Use the Refresh icon to update the status until the job status changes to Finished.
For the job details from Batch mode, select the links at the bottom to see the Job Query, Job Output, or Job Log, or to View Yarn Logs.
For the job details from Interactive mode, see the Output and HiveServer2 Output panes.
View job graph
Currently, job graphs are only shown for Hive jobs that use Tez as the execution engine. For information about enabling Tez, see What is Apache Hive and HiveQL on Azure HDInsight?. See also, Use Apache Tez instead of Map Reduce.
To view all the operators inside the vertex, double-click the vertices of the job graph. You can also point to a specific operator to see more details about the operator.

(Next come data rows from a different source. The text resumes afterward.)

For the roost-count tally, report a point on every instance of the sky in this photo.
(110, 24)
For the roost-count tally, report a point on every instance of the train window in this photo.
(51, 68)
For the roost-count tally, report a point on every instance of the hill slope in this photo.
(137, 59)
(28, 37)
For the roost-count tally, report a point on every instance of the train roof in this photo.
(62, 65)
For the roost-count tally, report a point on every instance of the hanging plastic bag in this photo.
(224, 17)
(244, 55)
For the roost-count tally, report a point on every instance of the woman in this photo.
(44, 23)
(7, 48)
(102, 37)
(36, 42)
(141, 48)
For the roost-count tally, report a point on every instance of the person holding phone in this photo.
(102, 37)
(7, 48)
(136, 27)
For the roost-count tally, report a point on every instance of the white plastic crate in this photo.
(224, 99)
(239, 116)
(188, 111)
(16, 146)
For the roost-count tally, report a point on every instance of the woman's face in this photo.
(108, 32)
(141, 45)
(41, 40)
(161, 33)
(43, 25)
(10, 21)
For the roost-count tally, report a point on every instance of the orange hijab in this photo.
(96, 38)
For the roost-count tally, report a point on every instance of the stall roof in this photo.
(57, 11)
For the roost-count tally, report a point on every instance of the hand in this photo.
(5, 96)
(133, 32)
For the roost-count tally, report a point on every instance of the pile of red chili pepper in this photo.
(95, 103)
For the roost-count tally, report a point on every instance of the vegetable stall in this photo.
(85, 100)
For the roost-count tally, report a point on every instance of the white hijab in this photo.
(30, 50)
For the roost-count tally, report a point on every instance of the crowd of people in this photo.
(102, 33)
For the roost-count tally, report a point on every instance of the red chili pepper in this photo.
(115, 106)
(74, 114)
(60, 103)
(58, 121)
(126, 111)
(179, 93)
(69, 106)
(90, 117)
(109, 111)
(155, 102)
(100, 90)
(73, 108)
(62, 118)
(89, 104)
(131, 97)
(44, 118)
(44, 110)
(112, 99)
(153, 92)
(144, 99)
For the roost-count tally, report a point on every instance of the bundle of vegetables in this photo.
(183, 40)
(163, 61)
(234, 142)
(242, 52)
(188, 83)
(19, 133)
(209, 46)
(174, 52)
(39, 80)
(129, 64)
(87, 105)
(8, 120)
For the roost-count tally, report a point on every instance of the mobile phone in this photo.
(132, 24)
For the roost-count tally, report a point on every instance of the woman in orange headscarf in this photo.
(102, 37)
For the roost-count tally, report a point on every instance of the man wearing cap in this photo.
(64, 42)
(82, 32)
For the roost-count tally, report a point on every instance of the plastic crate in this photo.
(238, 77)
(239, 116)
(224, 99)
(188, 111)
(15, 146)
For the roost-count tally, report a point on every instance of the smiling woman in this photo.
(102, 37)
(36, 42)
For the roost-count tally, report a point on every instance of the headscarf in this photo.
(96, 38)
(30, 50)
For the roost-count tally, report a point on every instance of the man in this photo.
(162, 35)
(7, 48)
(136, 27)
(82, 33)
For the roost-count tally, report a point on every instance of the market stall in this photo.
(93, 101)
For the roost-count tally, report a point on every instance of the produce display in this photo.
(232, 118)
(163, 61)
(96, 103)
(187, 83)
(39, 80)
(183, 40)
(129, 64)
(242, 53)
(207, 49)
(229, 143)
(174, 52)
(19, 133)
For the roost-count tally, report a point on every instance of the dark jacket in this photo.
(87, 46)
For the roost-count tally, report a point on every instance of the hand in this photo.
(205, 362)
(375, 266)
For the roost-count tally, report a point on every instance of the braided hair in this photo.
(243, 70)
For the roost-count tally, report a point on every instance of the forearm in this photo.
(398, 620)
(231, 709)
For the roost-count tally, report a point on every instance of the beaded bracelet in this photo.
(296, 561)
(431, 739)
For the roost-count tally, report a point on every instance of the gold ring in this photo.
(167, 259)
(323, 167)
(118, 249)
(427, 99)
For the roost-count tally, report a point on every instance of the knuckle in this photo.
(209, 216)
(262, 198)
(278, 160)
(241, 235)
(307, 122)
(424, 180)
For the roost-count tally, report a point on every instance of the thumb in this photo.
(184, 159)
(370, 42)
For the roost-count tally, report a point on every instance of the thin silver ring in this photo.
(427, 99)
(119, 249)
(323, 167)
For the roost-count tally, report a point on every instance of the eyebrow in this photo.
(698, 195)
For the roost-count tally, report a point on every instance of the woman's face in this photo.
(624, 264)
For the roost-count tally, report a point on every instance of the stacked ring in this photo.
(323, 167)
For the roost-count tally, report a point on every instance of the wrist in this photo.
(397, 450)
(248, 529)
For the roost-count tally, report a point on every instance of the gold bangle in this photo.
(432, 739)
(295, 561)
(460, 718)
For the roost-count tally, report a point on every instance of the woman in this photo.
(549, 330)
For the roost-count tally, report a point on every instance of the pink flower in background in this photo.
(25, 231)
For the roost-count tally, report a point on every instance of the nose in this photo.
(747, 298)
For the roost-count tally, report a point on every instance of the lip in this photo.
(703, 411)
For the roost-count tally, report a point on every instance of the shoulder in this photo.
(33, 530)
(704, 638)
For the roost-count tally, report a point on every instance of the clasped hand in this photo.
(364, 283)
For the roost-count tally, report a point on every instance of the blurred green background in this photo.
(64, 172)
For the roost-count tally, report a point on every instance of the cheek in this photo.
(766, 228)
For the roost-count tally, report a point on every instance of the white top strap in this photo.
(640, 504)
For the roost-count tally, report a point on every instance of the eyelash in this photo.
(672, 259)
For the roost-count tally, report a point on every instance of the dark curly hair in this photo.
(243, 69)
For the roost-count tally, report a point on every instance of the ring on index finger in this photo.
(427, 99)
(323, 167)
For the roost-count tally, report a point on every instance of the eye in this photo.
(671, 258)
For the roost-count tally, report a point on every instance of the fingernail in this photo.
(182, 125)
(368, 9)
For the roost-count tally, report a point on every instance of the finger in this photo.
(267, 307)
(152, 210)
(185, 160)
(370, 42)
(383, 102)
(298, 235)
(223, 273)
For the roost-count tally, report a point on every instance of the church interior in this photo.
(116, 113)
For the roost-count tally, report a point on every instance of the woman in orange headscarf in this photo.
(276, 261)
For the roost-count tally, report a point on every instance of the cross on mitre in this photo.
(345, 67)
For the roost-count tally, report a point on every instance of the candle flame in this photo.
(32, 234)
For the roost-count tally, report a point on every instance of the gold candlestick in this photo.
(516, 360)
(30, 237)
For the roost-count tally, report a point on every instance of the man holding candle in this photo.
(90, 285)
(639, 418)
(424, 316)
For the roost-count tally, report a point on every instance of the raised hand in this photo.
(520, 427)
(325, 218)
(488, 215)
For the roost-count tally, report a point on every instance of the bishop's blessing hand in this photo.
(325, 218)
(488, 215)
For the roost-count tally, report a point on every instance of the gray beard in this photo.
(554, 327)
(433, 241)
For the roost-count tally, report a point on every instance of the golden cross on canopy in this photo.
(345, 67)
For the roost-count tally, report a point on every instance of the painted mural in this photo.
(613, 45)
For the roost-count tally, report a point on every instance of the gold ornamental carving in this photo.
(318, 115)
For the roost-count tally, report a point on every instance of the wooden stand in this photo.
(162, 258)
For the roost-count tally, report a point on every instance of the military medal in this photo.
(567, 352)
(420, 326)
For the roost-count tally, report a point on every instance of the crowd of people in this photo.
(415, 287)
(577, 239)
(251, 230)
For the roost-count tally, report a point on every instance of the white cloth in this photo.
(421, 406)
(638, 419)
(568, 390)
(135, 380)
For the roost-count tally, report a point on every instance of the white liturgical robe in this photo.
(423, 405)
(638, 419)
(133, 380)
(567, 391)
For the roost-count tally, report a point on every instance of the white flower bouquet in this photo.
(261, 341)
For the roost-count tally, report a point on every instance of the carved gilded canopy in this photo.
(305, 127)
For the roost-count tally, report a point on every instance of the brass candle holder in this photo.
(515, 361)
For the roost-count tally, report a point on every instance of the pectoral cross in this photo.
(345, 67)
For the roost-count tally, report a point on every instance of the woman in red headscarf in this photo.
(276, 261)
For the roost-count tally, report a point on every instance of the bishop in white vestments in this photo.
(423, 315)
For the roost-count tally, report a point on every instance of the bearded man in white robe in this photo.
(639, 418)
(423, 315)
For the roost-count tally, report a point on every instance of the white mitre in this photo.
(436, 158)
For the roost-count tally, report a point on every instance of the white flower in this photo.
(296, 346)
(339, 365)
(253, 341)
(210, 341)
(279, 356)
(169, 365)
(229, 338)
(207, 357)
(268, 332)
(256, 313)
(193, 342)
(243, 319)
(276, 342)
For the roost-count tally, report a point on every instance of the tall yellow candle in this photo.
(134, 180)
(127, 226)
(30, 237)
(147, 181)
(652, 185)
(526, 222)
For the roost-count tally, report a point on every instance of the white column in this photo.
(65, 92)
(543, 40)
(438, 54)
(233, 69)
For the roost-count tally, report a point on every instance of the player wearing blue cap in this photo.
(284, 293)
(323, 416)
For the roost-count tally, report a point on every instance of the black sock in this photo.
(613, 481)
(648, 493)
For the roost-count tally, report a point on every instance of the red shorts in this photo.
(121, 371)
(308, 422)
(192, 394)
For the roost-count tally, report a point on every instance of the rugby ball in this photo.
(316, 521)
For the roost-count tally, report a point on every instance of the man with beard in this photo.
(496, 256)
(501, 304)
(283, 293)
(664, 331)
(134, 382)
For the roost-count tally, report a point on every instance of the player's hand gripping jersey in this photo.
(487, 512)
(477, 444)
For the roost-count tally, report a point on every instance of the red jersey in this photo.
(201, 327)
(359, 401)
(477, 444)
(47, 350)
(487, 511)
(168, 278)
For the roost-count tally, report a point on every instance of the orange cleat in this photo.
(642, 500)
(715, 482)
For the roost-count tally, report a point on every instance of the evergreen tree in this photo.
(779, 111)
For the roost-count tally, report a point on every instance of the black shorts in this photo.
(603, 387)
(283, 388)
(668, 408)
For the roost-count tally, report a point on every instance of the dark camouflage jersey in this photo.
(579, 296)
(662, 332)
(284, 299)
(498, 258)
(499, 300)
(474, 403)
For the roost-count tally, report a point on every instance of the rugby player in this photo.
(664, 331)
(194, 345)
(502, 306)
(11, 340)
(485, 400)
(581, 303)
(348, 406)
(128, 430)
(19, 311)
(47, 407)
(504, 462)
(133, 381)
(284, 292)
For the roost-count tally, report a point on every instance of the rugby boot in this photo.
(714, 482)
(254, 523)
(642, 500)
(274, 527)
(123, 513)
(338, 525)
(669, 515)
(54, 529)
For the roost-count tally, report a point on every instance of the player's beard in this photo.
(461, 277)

Even if Tez is specified as the execution engine, the job graph may not appear if no Tez application is launched. This situation might occur because the job doesn't contain DML statements. Or because the DML statements can return without launching a Tez application. For example, SELECT * FROM table1
won't launch the Tez application.
View task execution detail
From the job graph, you can select Task Execution Detail to get structured and visualized information for Hive jobs. You may also get more job details. If performance issues occur, you can use the view to get more details about the issue. For example, you may retrieve information about how each task operates and detailed information about each task (data read/write, schedule/start/end time, and more). Use the information to tune job configurations or system architecture based on the visualized information.
View Hive jobs
You can view job queries, job output, job logs, and Yarn logs for Hive jobs.
In the most recent release of the tools, you can see what's inside your Hive jobs by collecting and surfacing Yarn logs. A Yarn log can help you investigating performance issues. For more information about how HDInsight collects Yarn logs, see Access Apache Hadoop YARN application logs.
To view Hive jobs:
Right-click an HDInsight cluster, and select View Jobs.
A list of the Hive jobs that ran on the cluster appears.
Select a job. In the Hive Job Summary window, select one of the following links:
- Job Query
- Job Output
- Job Log
- Yarn Log
Run Apache Pig scripts
From the menu bar, choose File > New > Project.
In the Start window, select the search box and enter Pig. Then select Pig Application and select Next.
In the Configure your new project window, enter a Project name, and select or create a Location for the project. Then select Create.
In the IDE Solution Explorer pane, double-click Script.pig to open the script.
Feedback and known issues
An issue in which results that are started with null values aren't shown has been fixed. If you're blocked on this issue, contact the support team.
The HQL script that Visual Studio creates is encoded, depending on the user's local region setting. The script doesn't execute correctly if you upload the script to a cluster as a binary file.
Next steps
In this article, you learned how to use the Data Lake Tools for Visual Studio package to connect to HDInsight clusters from Visual Studio. You also learned how to run a Hive query.